Building the Spurs back into a contender starts with the 2022 NBA Draft

On Thursday night, the Golden State Warriors defeated the Boston Celtics to capture their fourth championship in eight years to close the door on the 2021-2022 NBA season. Exactly one week later, on June 23, the next season begins as the NBA draft gives teams their first chance to make amendments.

For the San Antonio Spurs, the event will really set the tone for their off-season. Two months ago, as San Antonio’s season ended in a play-in game loss for the second straight season, I wrote, “(The Spurs) now have the resources to go in any direction they choose, be it Option A: make money on one player, or Option B: build slowly through the draft. The first season of rebuilding was a success because it laid the groundwork for this franchise to decide how they want to proceed to build this team back into a competitor. Now the next few months will tell us which way they will go: A or B.” This Thursday will be the first opportunity to see which direction the Spurs front office decides.

Neither option is necessarily bad. Cashing in on assets for established players means Spurs can be back in the playoff hunt from next season, and if the new signings catch on at some of the current Spurs, they could pose a threat for years to come. But one has to wonder, after looking at this year’s NBA Finals (and given Spurs’ own track record), if working through the draft isn’t a more optimal route. Eight of the ten starters in the NBA Finals were drafted by their current team and developed by the same coaching staff. The majority of the players had played together for years and developed chemistry over time, which is a big reason both teams were able to endure three grueling playoff series.

The Spurs front office will certainly have noticed this trend and because they have a high level of trust in their scouts, they have been able to rely on their information to select the right players and guide the Spurs through their own development system in San Antonio and Austin rebuild as they did before. They already have a wealth of young talent of varying caliber, from new All-Star Dejounte Murray and US Gold Medalist Keldon Johnson to their last two lottery picks of Devin Vassell and Josh Primo. The Silver & Black may not have many starting talents in the pipeline, but they certainly aren’t lacking in the youth division.

So the question is, would adding another four draftees into the mix help Spurs’ long-term goals? Possibly, but sooner rather than later they will have to decide which young players they like best because 1) they can’t pay for them all and 2) they don’t have enough minutes to make enough developmental progress. Even if they decide to continue the youth movement, the clock is ticking. It might be time to take some risks, which Spurs appear ready to take.

In reviewing the contents of last year’s draft, I found an article I wrote about San Antonio General Manager Brian Wright and his post-draft comments to the media that could be applied to this year’s draft and could give a good insight into who the Spurs will be allowed to choose this year.

“Best available player, best potential long-term cap. Some key goals that we want to achieve, eventing and shooting,” Wright said immediately after the 2021 draft ended.

It sounds like San Antonio will pick the best player available, even if it’s a different guard, which is the right approach. If the Spurs don’t cash in on their pick for a star in a trade, they’ll have to find one in the draft and develop it like Boston and Golden State did. Unfortunately, the players who have surefire heart potential will most likely disappear in the top 5 picks, leaving them potentially swinging for the fences at some riskier prospects.
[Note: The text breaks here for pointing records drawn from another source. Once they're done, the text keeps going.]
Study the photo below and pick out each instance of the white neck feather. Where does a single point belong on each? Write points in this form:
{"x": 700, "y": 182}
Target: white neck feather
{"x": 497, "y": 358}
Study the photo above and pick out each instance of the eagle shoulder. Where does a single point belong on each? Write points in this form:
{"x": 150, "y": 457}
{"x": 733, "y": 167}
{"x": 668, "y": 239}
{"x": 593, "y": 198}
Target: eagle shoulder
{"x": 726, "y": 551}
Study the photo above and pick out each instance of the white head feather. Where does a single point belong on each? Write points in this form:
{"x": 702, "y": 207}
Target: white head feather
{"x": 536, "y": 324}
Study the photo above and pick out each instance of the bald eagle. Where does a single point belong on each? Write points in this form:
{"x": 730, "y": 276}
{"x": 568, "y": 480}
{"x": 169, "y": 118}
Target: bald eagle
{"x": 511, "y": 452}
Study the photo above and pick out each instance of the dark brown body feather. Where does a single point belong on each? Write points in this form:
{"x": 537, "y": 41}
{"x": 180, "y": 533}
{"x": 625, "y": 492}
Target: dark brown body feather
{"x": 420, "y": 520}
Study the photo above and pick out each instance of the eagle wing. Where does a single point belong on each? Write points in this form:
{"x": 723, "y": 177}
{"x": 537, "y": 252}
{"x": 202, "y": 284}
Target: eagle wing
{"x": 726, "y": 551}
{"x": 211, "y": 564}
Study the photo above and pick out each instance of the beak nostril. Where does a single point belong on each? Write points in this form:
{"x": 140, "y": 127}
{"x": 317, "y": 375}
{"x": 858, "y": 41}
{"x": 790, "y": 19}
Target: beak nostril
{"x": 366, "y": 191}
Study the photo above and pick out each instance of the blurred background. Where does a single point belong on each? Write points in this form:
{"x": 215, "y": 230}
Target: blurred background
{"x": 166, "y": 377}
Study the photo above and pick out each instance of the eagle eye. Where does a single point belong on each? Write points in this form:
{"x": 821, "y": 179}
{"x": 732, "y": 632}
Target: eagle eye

Take Shadeon Sharpe as an example. A once-potential top-five pick is reportedly beginning to fall into the preliminary draft process after overwhelming training sessions. With so little information available on him, he could fall as low as ninth place where San Antonio would have an opportunity to pick him. Sharpe certainly has a high cap and is still considered by some to be one of the best players to emerge from this draft, although he is a bit of a mystery having not played last year. He’s damn good at shooting off the ball and is certainly versatile with his 6’5 frame and 6’11 wingspan. Sharpe in particular stands out as a potential target, but there could be others who would make good targets if what Wright said last year is true this Thursday and its cap is high on Spurs’ list of desired attributes.

With a roster already settled at eight guaranteed contracts, four non-guaranteed and a possible $30 million plus free agency deal, it seems unlikely that the Spurs will land four new rookies with three guaranteed contracts from the first round. But when Silver & Black make every particular choice they currently have, expect the same approach with each one. Wright made it clear last year that they would not deviate from the BPA mindset, so for now the wait continues until Thursday as the NBA’s most secretive organization keeps its cards tight to its chest.